Monday, March 2, 2015

Thousand Words by Jennifer Brown

In the novel, Thousand Words by Jennifer brown, the main character, Ashleigh, is a softmore in high school and has started dating a senior named Kaleb. It is the summer after Kaleb has graduated and Ashleigh is afraid he is going to break up with her or met other girls while he's away at college. While at a pool party, her friends convince her to take a nude picture and send it to him. That way he will have something to remember her by. After them having many fights about Kaleb supposedly cheating, he decides its time for them to move on. Ashleigh is so upset about the break up that her friends feel really bad and decide to get revenge on him. Kaleb thinks that it was Ashleigh who did the pranking so to get back her, he sends the nude picture of her to a kid on his baseball team, who then sent it to everyone in the school. As a result of him sending the picture, Ashleigh gets sentence to community service while he is on trial for possession of child pornography. While the picture is going around Ashleigh loses a lot of respect form people and also loses some of her friends. She feels all alone until she meets a boy named Mack while doing community service. He helps her find a new perspective at life and to own up to her mistakes.
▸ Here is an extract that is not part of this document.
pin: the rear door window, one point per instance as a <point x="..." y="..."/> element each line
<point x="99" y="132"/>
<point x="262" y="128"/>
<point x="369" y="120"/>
In this novel, the author creates suspense by making the reader anticipate what Ashleigh is going to do next while at the party. In the beginning of the novel, it is in the present time and is talking about Ashleigh's first day at community service. The readers know that she is there for sexting. Although this fact is already given, it is still a suspenseful moment in the next chapter talking about the past when Ashleigh is actually in the process of sending it. All of her friends were telling her that the only way to keep Kaleb was to send the picture. You can tell that Ashleigh is really debating if she should send it or not. In the novel it says, "My head buzzed with the noise and my stomach twisted up in butterflies. I felt wired, like every nerve ending in my body was zapping into place." (25) Although the readers already know she will send it, there is still a moment of the reader hoping she won't. It is a suspenseful moment for both Ashleigh and the reader.

Another example of how the author creates suspense is in the way she describes setting. Mack and Ashleigh have become closer in the past few months and they have began to show each other there places they feel the most secure at. Mack says he owes Ashleigh, since she showed him her most comforting place. He takes her to a place that he used to go to with his dad. In the novel it says, "I aimed the beam at the wall directly across from us and gasped. How had I not noticed before? It was covered from top to bottom with graffiti, some scratched into the stone, some written in bold, black letters, most spray-painted in vivid coors. Words, art, messages, names." (228) In this section, the reader is wondering as to why Mack brought Ashleigh there and what significance it has. Mack is a very secretive character and the reader wants to find out more and more about him and this secure place for Mack is just one more thing to add on.